Another common issue I have seen is "over specification", where too many keywords are combined with AND. This is an easy mistake to make, even for domain experts, who may misremember which words or phrases are truly in all relevant papers, as opposed to only in most of them, resulting in missed relevant papers by forcing matches to certain keywords or phrases.
Again, testing against Gold Standard Papers helps guard against this.
It goes without saying that you need to understand the limitations of the search tool you are using. For example, if a Gold Standard paper is not indexed in the search tool, you cannot expect the search to find it, even if your Boolean is correct! Confirm this by searching the title directly in the tool.
Similarly, if the tool you are using is Scopus and matches only title abstract, you should check for matches only there. If it searches full-text like Google Scholar or some library databases, you should adjust your approach accordingly.
Step 5: Adjust Your Boolean Search Strategy
Use the insights from missing papers to refine your search.
- Add synonyms or alternate phrasing to your concept blocks.
- Consider expanding the fields searched (e.g., keywords, title, abstract).
- Reassess your Boolean logic to ensure inclusivity -- you may have to loosen the logic.
One tip is that certain concepts are very hard to capture with keywords for various reasons, and for a truly comprehensive search, you may want to NOT try to match on these concepts.
For example, clinical researchers who use the PICO (Population, Intervention, Comparison, Outcome) framework often only create concept blocks to match the first three elements but do not do so for "Outcome". This is because they find that studies may express outcomes in so many different ways, so it is better not to match by keywords as this risks losing relevant papers.
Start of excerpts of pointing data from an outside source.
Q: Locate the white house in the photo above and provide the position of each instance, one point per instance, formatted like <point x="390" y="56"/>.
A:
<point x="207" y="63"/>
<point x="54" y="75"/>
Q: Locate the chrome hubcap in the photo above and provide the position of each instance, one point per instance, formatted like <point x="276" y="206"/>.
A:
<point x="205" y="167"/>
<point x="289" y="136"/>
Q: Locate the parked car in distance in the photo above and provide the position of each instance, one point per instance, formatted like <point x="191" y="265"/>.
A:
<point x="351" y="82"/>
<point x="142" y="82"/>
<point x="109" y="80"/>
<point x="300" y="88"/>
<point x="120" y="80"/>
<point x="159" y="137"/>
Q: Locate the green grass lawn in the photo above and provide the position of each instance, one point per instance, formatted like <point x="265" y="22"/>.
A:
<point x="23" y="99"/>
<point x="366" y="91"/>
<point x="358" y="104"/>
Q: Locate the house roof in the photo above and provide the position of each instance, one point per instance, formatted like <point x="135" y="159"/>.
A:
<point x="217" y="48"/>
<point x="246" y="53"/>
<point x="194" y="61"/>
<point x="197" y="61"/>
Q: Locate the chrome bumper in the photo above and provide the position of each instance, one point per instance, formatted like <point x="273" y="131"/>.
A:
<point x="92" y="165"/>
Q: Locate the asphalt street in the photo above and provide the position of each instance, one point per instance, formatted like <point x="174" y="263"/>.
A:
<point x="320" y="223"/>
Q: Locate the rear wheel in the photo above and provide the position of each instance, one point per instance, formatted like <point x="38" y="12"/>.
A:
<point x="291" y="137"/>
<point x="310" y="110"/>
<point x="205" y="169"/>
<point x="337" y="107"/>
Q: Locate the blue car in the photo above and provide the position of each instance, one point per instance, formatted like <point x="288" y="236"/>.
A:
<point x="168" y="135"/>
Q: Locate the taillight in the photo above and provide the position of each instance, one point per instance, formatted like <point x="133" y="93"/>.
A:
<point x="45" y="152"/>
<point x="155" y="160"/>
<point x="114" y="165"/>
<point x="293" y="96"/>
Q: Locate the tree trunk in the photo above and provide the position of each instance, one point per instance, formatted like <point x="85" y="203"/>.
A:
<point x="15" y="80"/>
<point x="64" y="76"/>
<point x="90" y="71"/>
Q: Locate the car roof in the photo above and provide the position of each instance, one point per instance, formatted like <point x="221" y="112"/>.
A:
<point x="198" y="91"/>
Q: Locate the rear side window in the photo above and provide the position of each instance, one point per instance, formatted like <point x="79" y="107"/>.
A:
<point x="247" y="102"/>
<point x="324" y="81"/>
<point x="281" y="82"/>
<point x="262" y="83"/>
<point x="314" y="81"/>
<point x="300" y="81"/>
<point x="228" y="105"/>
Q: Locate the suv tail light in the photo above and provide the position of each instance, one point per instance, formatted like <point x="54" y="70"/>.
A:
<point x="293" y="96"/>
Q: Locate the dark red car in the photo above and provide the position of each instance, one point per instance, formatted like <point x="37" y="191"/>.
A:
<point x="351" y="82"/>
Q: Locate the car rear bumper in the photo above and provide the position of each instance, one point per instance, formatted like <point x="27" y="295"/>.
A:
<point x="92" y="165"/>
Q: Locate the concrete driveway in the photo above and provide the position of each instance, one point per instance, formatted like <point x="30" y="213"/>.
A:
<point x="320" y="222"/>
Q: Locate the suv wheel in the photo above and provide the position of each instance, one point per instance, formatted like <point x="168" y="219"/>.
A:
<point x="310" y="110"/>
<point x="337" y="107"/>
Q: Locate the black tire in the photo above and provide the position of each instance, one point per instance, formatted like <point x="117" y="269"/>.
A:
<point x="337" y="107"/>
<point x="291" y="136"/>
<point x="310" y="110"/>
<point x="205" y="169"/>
Step 6: Retest Against Gold Standard Papers
After refining your strategy, run the search again and compare the results to your gold standard papers. Repeat this process until all or most of your gold standard papers are retrieved.
Balancing Recall and Precision
In an ideal scenario, you have infinite time and energy to review as many papers as possible to ensure you do not miss anything relevant; therefore, you would try utilising extremely broad searches.
In reality, however, you almost always have a limited time budget, necessitating a trade-off between recall and precision. If your query becomes too broad, it may yield irrelevant results, overwhelming you. Conversely, if it is too narrow, you risk missing critical papers.
In the next part of this series, I will share a metric to estimate how broad or narrow your search is, along with some rules of thumb regarding the sweet spot to aim at.
Conclusion
Testing your Boolean search strategy against gold standard papers is a critical step in ensuring the effectiveness of your literature review, as it helps you identify gaps in your search strategy.
While there is no way to guarantee that you have found all relevant papers, I cannot stress enough how this technique has improved the quality of my search strategies.